Oil prices went up on Friday, as world top consumers, the United States and China, boost demand for the product. While the U.S. Federal Reserve gave a positive signal on the possibility of rate cuts.

Brent crude futures were up 0.6%, or 49 cents, at $83.45 a barrel by 0415 GMT. U.S. West Texas Intermediate crude futures rose 0.7%, or 60 cents, to $79.53. Both contracts were down slightly on the week so far, however, with Brent and WTI down 0.1% and 0.5% respectively.

Data from the Energy Information Administration, showed that US gasoline inventories and distillate stockpiles, fell more than expected, in a sign of a strong demand. The latter fell fell 4.5 million barrels last week, while the former, fell 4.1 million barrels. As gathered by Reuters.

“With the U.S. driving season just on the horizon, the market could get even tighter in coming weeks,” ANZ Research said in a note.

In the first two months of the year 2024, imports of crude oil rose 5.1% in China.
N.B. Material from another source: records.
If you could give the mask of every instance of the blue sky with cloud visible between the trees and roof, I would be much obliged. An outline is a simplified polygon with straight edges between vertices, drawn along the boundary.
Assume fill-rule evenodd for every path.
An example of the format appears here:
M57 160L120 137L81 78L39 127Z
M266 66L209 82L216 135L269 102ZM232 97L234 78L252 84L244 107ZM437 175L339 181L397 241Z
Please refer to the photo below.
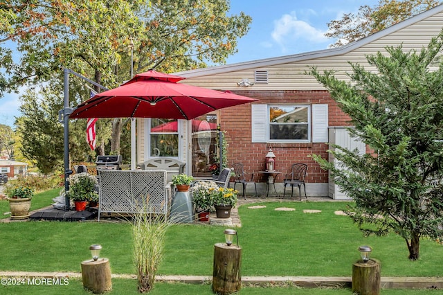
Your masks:
M378 0L231 0L230 13L252 17L248 34L228 64L325 49L334 40L324 37L327 22ZM0 123L12 126L19 116L19 94L0 98Z

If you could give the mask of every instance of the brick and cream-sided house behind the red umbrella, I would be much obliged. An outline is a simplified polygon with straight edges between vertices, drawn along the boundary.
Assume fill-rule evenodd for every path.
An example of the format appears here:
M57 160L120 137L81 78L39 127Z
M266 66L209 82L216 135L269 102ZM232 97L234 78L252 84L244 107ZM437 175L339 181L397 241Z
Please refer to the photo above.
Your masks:
M359 63L371 70L365 55L386 53L386 46L399 46L404 51L419 51L443 28L443 5L437 6L378 33L341 48L312 51L296 55L254 60L223 66L212 66L175 73L181 82L210 89L229 90L242 96L257 98L253 104L239 105L215 111L200 120L219 125L225 132L230 165L242 162L248 172L264 170L269 148L275 154L275 170L282 172L276 179L281 183L292 163L306 163L307 194L330 195L328 172L320 169L311 154L327 158L327 143L334 141L331 129L347 125L348 117L338 108L328 91L313 77L305 74L310 66L318 70L334 70L336 77L348 80L350 64ZM251 84L253 84L251 86ZM155 124L154 124L155 125ZM138 161L153 157L150 145L152 120L138 124ZM195 148L196 130L190 121L179 120L174 136L177 152L173 157L185 161L188 173L198 176L198 167L207 167L210 154ZM206 131L207 141L208 130ZM203 132L204 133L204 132ZM201 140L201 145L204 145ZM208 144L208 143L207 143ZM203 150L204 160L196 160ZM201 153L201 152L200 152ZM206 166L205 166L206 165ZM266 181L257 173L255 181ZM280 186L278 189L282 189Z

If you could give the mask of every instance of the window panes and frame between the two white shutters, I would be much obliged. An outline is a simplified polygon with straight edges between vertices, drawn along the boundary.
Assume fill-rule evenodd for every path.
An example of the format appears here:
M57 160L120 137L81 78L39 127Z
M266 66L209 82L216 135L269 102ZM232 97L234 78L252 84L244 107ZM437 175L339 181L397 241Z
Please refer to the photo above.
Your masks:
M270 141L309 141L309 105L269 106Z

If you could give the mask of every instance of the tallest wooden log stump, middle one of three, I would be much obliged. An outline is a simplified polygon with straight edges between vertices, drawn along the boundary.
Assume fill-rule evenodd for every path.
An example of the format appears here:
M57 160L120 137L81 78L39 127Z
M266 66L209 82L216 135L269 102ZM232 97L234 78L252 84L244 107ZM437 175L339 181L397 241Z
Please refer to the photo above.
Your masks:
M237 292L242 285L240 267L242 265L242 248L234 244L214 245L213 292L230 294Z

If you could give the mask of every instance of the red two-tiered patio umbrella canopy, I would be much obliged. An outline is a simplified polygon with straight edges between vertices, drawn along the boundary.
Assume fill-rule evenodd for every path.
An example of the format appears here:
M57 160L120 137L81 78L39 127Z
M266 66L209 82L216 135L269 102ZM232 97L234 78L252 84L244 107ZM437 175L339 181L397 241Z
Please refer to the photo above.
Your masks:
M216 109L257 101L229 91L177 83L183 77L154 70L137 74L120 87L96 94L69 118L197 118Z

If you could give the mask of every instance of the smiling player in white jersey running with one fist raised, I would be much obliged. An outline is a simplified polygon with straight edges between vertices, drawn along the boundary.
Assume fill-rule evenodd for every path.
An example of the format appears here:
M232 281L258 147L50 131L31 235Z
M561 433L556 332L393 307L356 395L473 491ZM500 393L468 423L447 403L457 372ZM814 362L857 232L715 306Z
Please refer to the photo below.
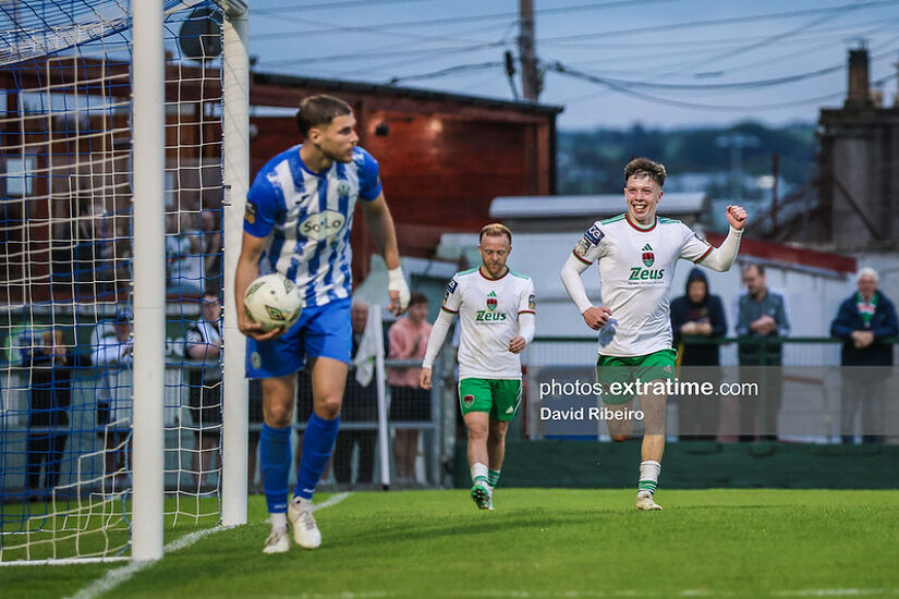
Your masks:
M574 246L562 267L561 278L584 322L599 331L596 379L604 388L612 382L649 382L640 395L646 433L641 449L637 510L661 510L654 494L665 449L665 394L655 393L654 381L663 384L675 377L677 352L671 350L671 320L668 290L678 258L725 271L737 258L746 211L727 207L730 231L715 248L698 239L685 224L656 217L665 184L665 167L646 158L631 160L624 168L623 215L596 221ZM602 305L587 298L581 273L599 262ZM631 414L633 396L603 394L607 407ZM624 411L624 412L620 412ZM610 419L613 440L630 437L630 419Z

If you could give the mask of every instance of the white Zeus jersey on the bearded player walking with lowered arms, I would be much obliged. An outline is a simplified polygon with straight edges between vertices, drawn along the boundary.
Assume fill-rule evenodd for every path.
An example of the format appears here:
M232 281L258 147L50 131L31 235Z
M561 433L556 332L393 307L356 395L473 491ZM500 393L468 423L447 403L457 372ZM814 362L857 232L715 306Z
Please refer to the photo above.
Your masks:
M534 313L531 278L508 270L488 279L479 268L457 272L444 296L442 309L458 314L462 326L459 378L520 379L521 359L509 351L519 334L519 315Z

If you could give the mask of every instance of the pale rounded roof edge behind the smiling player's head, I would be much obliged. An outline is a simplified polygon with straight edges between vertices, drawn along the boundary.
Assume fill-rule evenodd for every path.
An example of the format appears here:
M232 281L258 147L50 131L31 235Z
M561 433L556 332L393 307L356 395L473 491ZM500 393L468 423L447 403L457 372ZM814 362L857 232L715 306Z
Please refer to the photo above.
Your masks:
M661 196L659 216L696 215L708 207L704 193L671 193ZM490 203L490 217L507 218L570 218L620 215L627 210L622 194L588 196L500 196Z

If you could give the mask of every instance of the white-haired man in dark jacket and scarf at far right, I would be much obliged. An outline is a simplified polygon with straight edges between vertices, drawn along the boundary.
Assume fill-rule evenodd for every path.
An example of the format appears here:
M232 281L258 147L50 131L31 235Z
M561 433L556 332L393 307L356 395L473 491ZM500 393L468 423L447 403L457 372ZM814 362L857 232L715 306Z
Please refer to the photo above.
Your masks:
M862 411L862 442L880 442L884 419L884 378L892 365L892 344L885 338L899 335L892 302L877 290L878 276L873 268L859 271L859 291L848 297L830 323L830 334L843 340L840 364L840 432L843 443L853 441L854 420Z

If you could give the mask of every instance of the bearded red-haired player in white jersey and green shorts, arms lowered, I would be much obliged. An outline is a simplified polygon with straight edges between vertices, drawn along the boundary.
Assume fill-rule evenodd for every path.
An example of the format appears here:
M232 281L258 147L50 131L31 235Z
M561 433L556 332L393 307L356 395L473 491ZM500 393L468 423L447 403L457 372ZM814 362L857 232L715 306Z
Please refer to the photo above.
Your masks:
M521 401L519 354L534 339L534 283L506 266L512 250L507 227L484 227L477 248L481 267L457 272L447 285L420 382L430 389L434 359L453 315L459 314L459 407L469 429L472 499L482 510L493 510L493 491L506 456L506 430Z

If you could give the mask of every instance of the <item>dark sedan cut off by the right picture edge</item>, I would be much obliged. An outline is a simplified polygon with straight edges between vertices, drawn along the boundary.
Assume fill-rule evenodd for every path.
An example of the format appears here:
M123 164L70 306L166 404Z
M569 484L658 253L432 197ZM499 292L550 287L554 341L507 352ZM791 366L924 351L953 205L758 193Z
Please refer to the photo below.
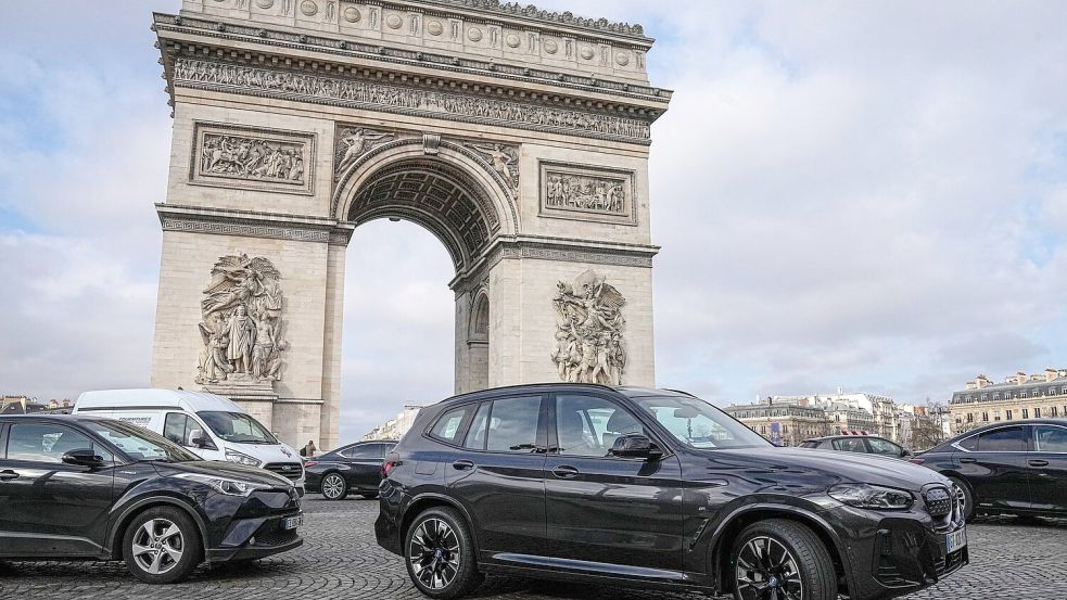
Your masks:
M912 459L952 480L968 518L1067 515L1067 419L992 423Z

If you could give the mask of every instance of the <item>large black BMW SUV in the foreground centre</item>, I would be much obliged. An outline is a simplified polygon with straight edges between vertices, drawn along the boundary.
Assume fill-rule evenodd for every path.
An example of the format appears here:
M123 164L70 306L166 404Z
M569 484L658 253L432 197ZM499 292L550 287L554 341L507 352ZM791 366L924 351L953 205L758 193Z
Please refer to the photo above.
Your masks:
M776 448L681 392L543 384L423 409L385 458L378 542L431 598L486 573L892 598L968 562L945 477Z

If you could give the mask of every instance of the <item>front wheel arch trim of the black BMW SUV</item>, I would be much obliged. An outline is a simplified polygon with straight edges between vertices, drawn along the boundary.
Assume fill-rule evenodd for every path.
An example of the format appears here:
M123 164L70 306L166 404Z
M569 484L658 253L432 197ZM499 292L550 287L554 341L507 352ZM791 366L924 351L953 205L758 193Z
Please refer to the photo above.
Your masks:
M829 551L838 579L844 582L846 589L841 591L848 593L850 589L855 589L852 572L846 566L850 564L848 551L841 542L840 536L825 519L801 507L754 505L741 507L732 512L720 523L712 536L709 553L713 571L710 575L720 592L728 593L734 588L733 578L729 577L731 549L734 546L734 540L745 527L771 519L792 521L811 529Z

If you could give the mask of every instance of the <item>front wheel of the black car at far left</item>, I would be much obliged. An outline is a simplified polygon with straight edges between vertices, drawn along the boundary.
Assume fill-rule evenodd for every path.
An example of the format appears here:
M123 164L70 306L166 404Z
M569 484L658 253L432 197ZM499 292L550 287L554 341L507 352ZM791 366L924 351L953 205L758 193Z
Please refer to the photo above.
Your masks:
M135 516L123 535L126 567L147 584L173 584L188 577L203 558L200 531L176 507L155 507Z

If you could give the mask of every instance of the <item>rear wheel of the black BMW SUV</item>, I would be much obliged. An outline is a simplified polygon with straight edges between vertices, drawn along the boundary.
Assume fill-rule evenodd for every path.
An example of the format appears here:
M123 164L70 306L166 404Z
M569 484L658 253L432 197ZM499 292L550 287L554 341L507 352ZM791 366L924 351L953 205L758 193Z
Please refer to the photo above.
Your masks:
M407 574L423 596L452 600L481 585L478 551L467 522L455 509L434 507L423 511L404 537Z

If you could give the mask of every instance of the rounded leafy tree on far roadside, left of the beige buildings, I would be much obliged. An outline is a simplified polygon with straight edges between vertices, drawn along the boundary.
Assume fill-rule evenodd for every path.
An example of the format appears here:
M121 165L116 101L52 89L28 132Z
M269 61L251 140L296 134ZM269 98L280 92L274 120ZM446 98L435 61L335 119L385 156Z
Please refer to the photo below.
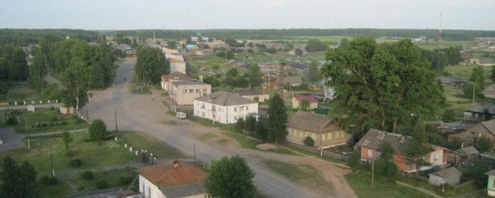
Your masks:
M159 83L161 75L170 72L170 64L160 49L141 47L136 62L136 75L148 83Z

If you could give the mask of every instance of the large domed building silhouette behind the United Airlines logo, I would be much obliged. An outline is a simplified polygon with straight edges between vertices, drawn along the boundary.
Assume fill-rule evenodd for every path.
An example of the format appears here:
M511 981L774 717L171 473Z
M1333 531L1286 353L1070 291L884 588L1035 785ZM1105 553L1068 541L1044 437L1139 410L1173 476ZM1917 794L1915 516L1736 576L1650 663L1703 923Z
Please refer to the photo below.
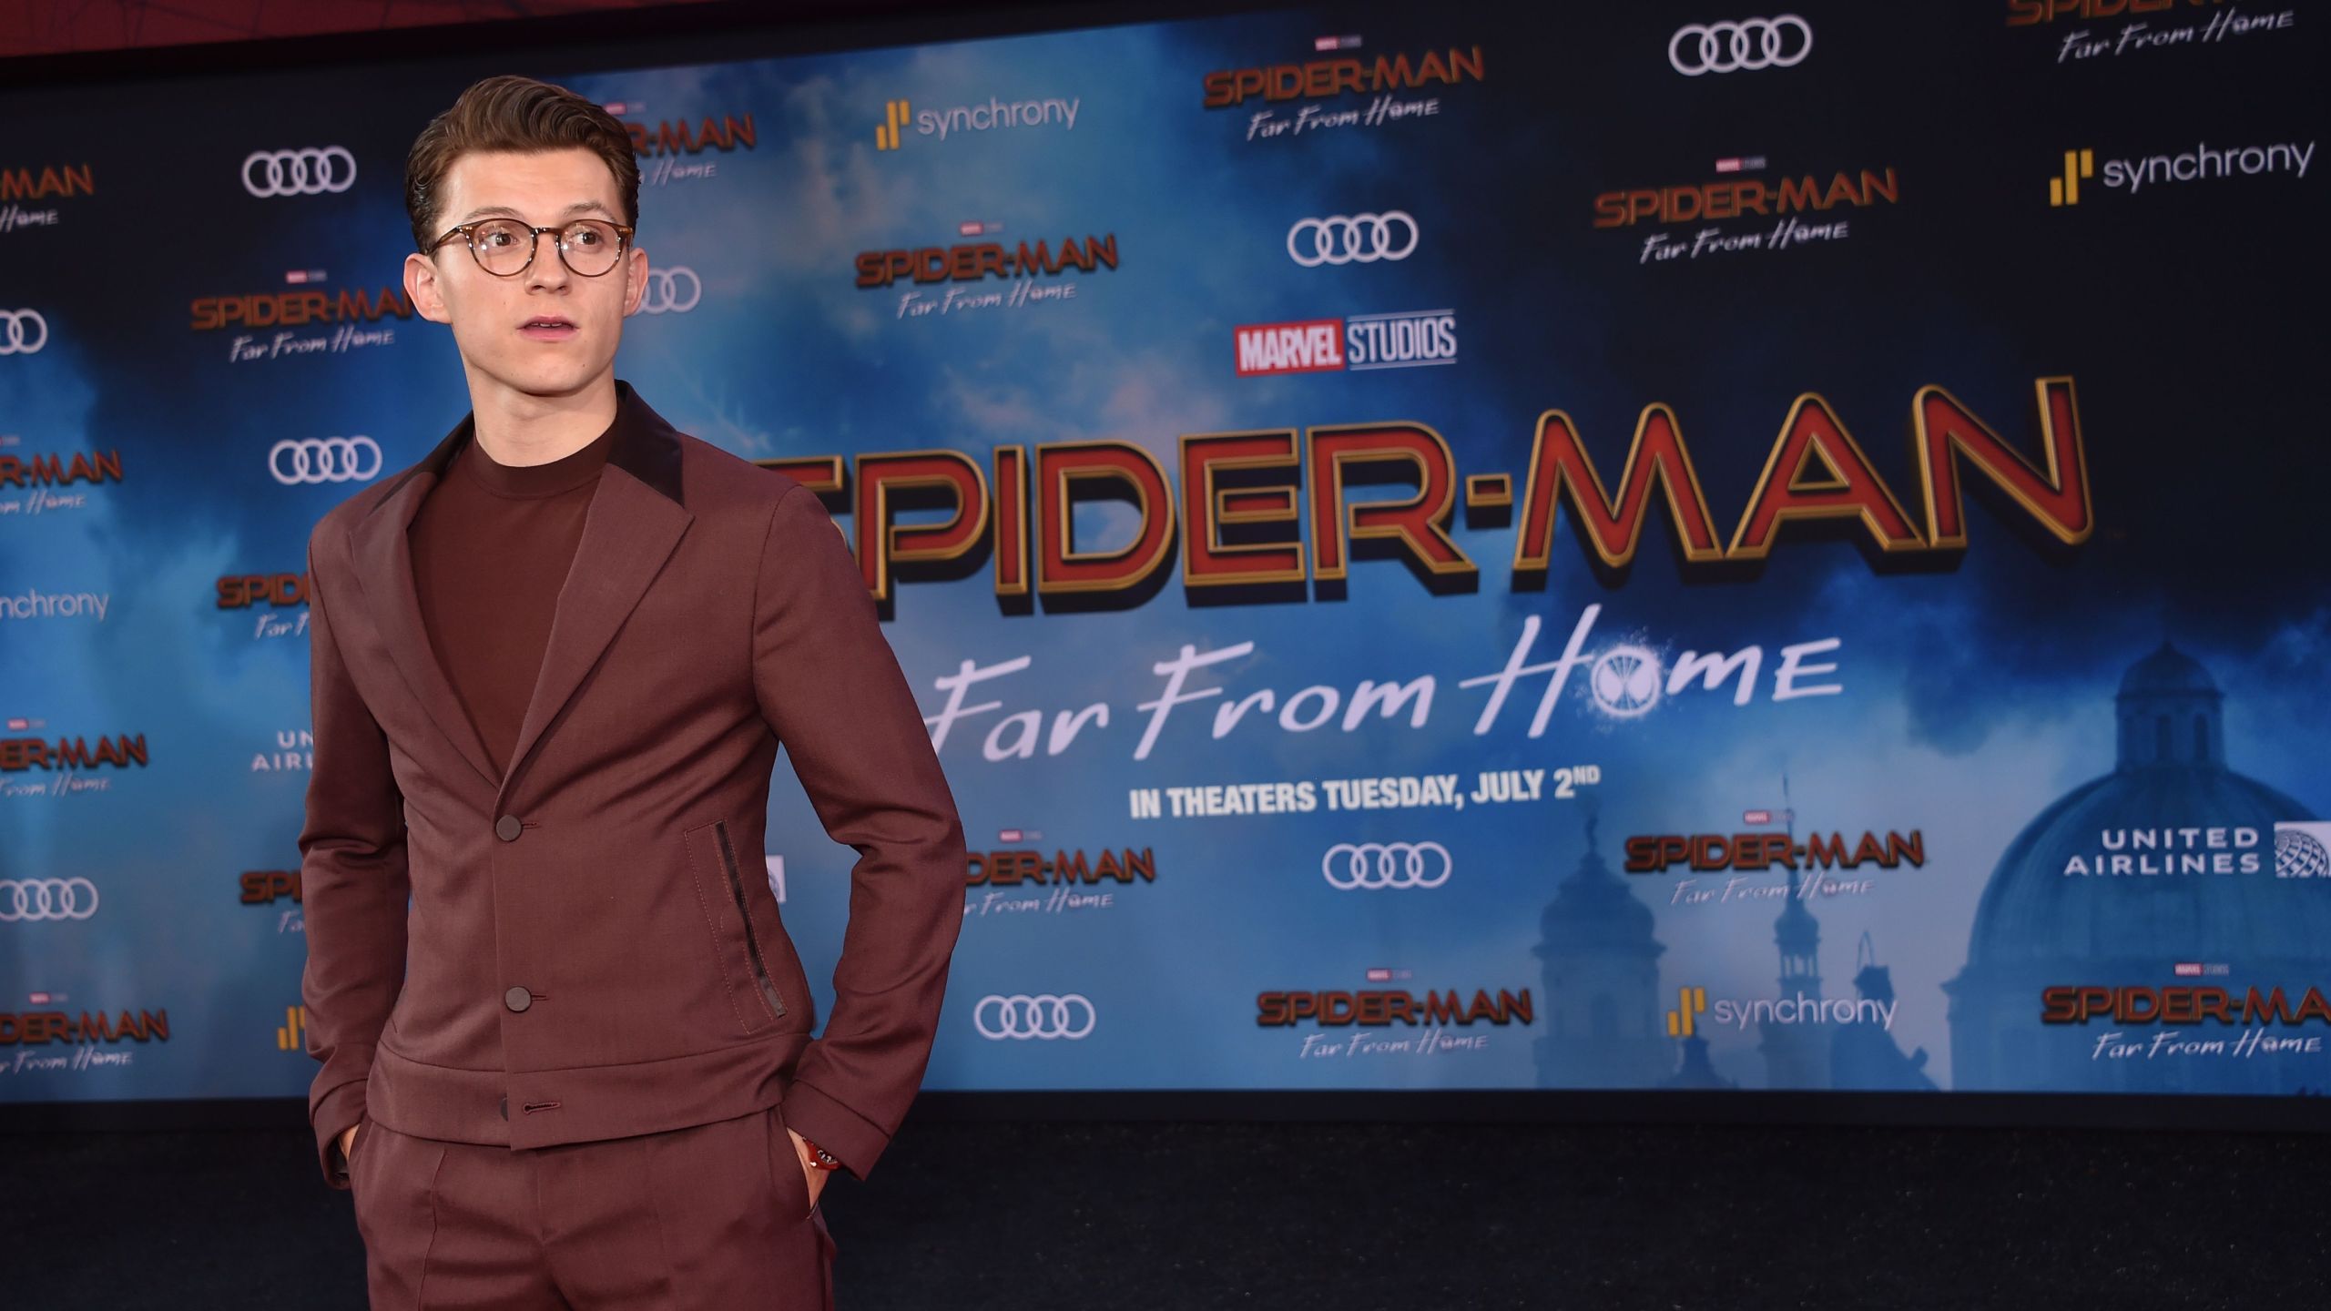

And India’s fuel consumption increased 5.7% in February in the year, despite strong factory activity in the world’s third-biggest oil importer and consumer.

Capital Economics said in a note, that crude oil imports in China were up 3.3% in annual terms on the 29th of February.

“But that growth will be substantially lower than in 2023, when the end of zero-COVID restrictions led to a surge in activity in transport and travel,” the note added.

The U.S. central bank is “not far” from gaining enough confidence that inflation is falling sufficiently to begin cutting interest rates, noted Jerome Powell, Federal Reserve Chair.

“Weakness in the U.S. dollar may have offered some support thus far, as Powell’s comments seem to fall short of the hawkishness that was initially expected,” said Yeap Jun Rong, a market strategist at IG.

TC Energy’s,  Keystone oil pipeline in Canada have resumed service on Thursday after temporarily a major supply of Canadian oil to the US, one of the reasons for the rise in prices.